ECLI:NL:HR:2016:2871

Hoge Raad

Datum uitspraak
16 december 2016
Publicatiedatum
15 december 2016
Zaaknummer
16/02942
Instantie
Hoge Raad
Type
Uitspraak
Rechtsgebied
Bestuursrecht; Belastingrecht
Procedures
  • Artikel 80a RO-zaken
Rechters
Vindplaatsen
  • Rechtspraak.nl
AI samenvatting door LexboostAutomatisch gegenereerd

Niet-ontvankelijkheid van het cassatieberoep wegens onvoldoende belang

In deze zaak heeft de Hoge Raad op 16 december 2016 uitspraak gedaan in het cassatieberoep van belanghebbende tegen een eerdere uitspraak van het Gerechtshof Den Haag. Het cassatieberoep was ingesteld tegen de uitspraak van het Gerechtshof van 25 april 2016, nr. BK-15/00845, die op zijn beurt weer voortvloeide uit een uitspraak van de Rechtbank Den Haag van 2 juli 2015 (nr. SGR 15/2146). De zaak betreft een brief van de Ontvanger van de Belastingdienst/Belastingen Kantoor Den Haag, die op 2 maart 2015 aan belanghebbende was toegezonden.

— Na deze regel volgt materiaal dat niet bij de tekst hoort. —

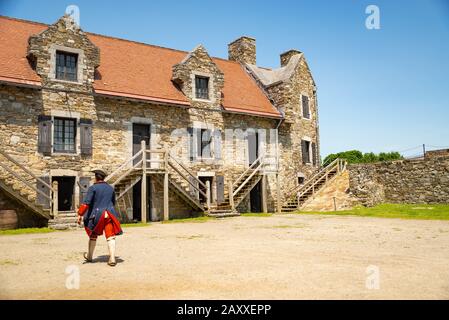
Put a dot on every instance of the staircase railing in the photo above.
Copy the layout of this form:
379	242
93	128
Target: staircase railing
161	161
190	178
240	182
29	179
298	191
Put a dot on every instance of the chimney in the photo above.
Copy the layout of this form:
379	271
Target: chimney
286	56
243	50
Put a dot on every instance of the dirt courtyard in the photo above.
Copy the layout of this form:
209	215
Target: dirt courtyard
277	257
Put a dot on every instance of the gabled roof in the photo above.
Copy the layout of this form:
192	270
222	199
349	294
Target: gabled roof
132	69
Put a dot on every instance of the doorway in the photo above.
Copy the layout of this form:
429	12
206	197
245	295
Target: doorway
66	187
137	200
204	180
256	198
253	146
140	132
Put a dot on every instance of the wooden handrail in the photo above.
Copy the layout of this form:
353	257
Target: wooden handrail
311	182
248	169
170	157
250	176
187	179
123	165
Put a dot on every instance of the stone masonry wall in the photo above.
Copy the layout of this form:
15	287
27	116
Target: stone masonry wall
113	118
406	181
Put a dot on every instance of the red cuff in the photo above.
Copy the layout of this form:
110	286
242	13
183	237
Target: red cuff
83	209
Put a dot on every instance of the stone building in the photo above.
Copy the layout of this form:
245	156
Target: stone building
71	101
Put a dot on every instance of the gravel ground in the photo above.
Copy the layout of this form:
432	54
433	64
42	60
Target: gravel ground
278	257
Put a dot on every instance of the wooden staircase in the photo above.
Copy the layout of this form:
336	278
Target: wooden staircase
21	184
239	190
158	164
297	196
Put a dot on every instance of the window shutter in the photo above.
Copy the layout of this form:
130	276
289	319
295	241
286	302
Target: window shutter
43	201
314	155
305	107
217	144
44	134
86	136
206	139
84	185
304	152
193	191
220	189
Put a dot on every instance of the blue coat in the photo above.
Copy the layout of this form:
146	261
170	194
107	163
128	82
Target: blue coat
100	198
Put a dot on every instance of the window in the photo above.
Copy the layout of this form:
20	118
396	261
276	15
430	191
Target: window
202	87
66	66
305	107
64	135
305	146
206	141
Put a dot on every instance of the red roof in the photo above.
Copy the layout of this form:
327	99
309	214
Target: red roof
131	69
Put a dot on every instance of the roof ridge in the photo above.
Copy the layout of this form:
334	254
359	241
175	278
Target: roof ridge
116	38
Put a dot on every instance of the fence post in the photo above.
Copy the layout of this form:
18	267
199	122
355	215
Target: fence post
231	195
144	182
208	194
166	198
55	199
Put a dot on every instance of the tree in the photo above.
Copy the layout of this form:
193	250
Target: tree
355	156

De Hoge Raad heeft in zijn beoordeling geconcludeerd dat de klachten die door de partij zijn ingediend, geen behandeling in cassatie rechtvaardigen. Dit oordeel is gebaseerd op het feit dat de partij die het cassatieberoep heeft ingesteld, klaarblijkelijk onvoldoende belang heeft bij het cassatieberoep. Daarnaast zijn de klachten volgens de Hoge Raad niet zodanig dat zij tot cassatie kunnen leiden. Gezien artikel 80a van de Wet op de rechterlijke organisatie en na het horen van de Procureur-Generaal, heeft de Hoge Raad besloten het beroep in cassatie niet-ontvankelijk te verklaren.

De uitspraak is gedaan door de vice-president J.A.C.A. Overgaauw als voorzitter, samen met de raadsheren P.M.F. van Loon en L.F. van Kalmthout. De beslissing is openbaar uitgesproken op 16 december 2016, waarbij ook de waarnemend griffier E. Cichowski aanwezig was.

Uitspraak

16 december 2016
Nr. 16/02942
Arrest
gewezen op het beroep in cassatie van
[X]te
[Z], Duitsland(hierna: belanghebbende) tegen de uitspraak van het
Gerechtshof Den Haagvan 25 april 2016, nr. BK-15/00845, op het hoger beroep van belanghebbende tegen de uitspraak van de Rechtbank Den Haag van 2 juli 2015 (nr. SGR 15/2146) betreffende een door de Ontvanger van de Belastingdienst/Belastingen Kantoor Den Haag aan belanghebbende toegezonden brief van 2 maart 2015.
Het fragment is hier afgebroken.